Reviews: Leveraging the Exact Likelihood of Deep Latent Variable Models

Neural Information Processing Systems 

Updated Review after Rebuttal: After reading the authors response and re-evaluate the paper I do agree that most of my concerns that there was a fundamental issue with some of their statements were wrong, hence I'm changing my score from 3 to 6. From going into detail of the proof it resides on constructing a generative model where for half of the latent variables (w t z 0) the integral is bounded for all data points and for the other half for 1 data point the integral diverges while for the other goes to zero. This split allows them to say that the one integral diverges and the all of the others are finite hence the likelihood is infinite. However, I'm still not convinced that this issue actually arises at all in practical settings.

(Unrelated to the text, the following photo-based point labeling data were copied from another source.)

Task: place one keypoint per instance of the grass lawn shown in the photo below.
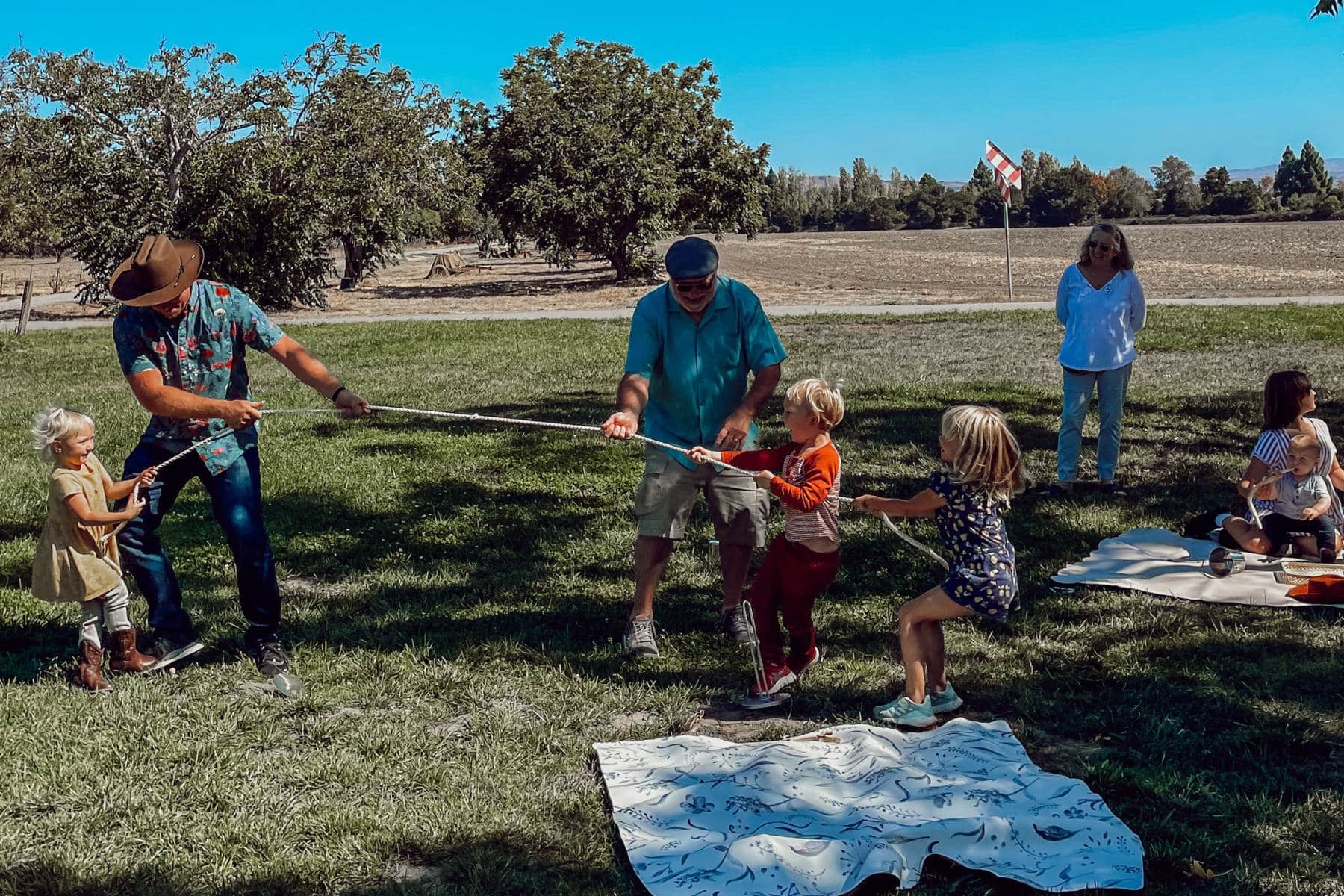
(455, 600)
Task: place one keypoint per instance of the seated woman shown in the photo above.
(1288, 398)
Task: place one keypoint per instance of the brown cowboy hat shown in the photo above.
(159, 270)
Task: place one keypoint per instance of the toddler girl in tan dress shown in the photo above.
(77, 553)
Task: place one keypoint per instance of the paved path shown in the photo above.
(773, 311)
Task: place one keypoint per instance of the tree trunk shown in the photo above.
(354, 264)
(620, 260)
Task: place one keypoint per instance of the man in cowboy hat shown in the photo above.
(692, 343)
(181, 343)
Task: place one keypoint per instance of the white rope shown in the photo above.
(549, 425)
(483, 418)
(1250, 496)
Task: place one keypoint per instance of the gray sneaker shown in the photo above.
(640, 637)
(734, 623)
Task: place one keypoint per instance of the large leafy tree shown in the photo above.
(378, 147)
(129, 137)
(1062, 195)
(1125, 193)
(987, 199)
(1174, 181)
(593, 151)
(261, 171)
(927, 205)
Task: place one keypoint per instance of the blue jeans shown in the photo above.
(235, 499)
(1110, 405)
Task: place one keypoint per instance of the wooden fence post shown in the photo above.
(25, 308)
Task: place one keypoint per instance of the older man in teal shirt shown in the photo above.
(692, 344)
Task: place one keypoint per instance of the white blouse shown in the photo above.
(1100, 324)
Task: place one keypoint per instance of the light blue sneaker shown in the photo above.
(945, 702)
(906, 712)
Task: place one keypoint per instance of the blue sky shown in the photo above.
(900, 84)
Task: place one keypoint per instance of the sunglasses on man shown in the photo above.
(694, 285)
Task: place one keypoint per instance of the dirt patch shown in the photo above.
(880, 267)
(67, 274)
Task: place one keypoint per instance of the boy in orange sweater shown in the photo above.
(803, 561)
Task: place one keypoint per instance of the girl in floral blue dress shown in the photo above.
(967, 501)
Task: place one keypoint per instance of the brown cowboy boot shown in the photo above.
(89, 669)
(124, 655)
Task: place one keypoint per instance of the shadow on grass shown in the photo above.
(1182, 723)
(505, 864)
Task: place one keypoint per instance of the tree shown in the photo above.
(594, 151)
(1312, 173)
(1174, 183)
(1228, 196)
(1213, 184)
(1287, 176)
(1239, 198)
(987, 199)
(134, 134)
(1125, 195)
(262, 172)
(34, 196)
(925, 208)
(376, 143)
(1062, 196)
(786, 199)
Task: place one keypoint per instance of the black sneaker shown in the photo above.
(269, 656)
(734, 623)
(1202, 524)
(171, 648)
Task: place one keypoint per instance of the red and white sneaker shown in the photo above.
(776, 679)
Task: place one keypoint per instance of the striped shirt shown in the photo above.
(806, 484)
(1272, 450)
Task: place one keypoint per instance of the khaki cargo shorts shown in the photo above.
(668, 492)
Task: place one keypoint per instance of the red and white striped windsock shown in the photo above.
(1007, 173)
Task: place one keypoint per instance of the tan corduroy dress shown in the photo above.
(70, 564)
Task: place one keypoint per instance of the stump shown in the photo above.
(447, 264)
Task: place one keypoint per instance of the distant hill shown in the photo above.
(1334, 166)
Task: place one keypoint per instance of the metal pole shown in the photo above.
(26, 308)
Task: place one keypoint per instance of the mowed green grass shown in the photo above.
(455, 597)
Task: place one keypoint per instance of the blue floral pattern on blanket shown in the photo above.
(706, 817)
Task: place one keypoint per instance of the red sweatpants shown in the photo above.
(788, 583)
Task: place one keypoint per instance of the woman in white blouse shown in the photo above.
(1101, 305)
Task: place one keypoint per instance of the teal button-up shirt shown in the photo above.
(201, 352)
(698, 373)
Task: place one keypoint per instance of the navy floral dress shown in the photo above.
(984, 571)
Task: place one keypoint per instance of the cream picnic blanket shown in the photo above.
(818, 817)
(1162, 561)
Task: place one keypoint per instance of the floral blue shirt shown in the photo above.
(984, 564)
(201, 352)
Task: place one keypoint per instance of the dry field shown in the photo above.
(1175, 261)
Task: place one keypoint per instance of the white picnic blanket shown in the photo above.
(1162, 561)
(818, 817)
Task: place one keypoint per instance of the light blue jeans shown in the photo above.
(1110, 405)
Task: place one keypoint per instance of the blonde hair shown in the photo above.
(988, 458)
(818, 396)
(53, 425)
(1305, 442)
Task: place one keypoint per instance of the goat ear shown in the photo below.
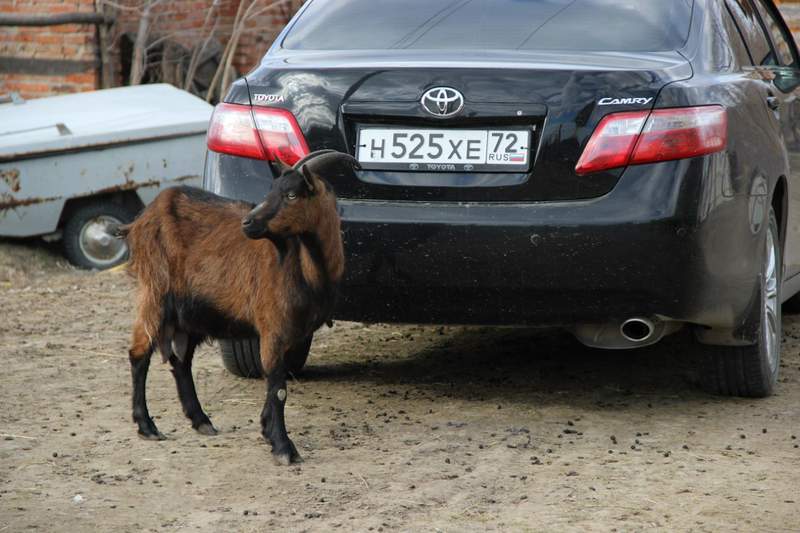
(308, 177)
(283, 168)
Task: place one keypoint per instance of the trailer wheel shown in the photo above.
(87, 240)
(241, 357)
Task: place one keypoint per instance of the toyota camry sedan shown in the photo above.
(623, 169)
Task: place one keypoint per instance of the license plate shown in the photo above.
(444, 150)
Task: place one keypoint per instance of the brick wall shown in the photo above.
(63, 59)
(43, 61)
(48, 60)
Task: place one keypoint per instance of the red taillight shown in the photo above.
(640, 137)
(257, 133)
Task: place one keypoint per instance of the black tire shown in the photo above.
(749, 371)
(79, 219)
(241, 357)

First, in practice, we are optimizing an ELBO which is never tight, hence for this to be convincing argument the authors should investigate whether there are settings of the ELBO where it diverges except when it can perfectly reconstruct the posterior. Furthermore, I still stand that I do not think that the results on the Frey Faces dataset are interpreted correctly and given that this is a fairly small dataset it is highly likely that the generative model overfits to the data (but not in the way for the divergence to happen). The experimental section in this direction seems to be a bit weak, nevertheless, the paper is worth being accepted.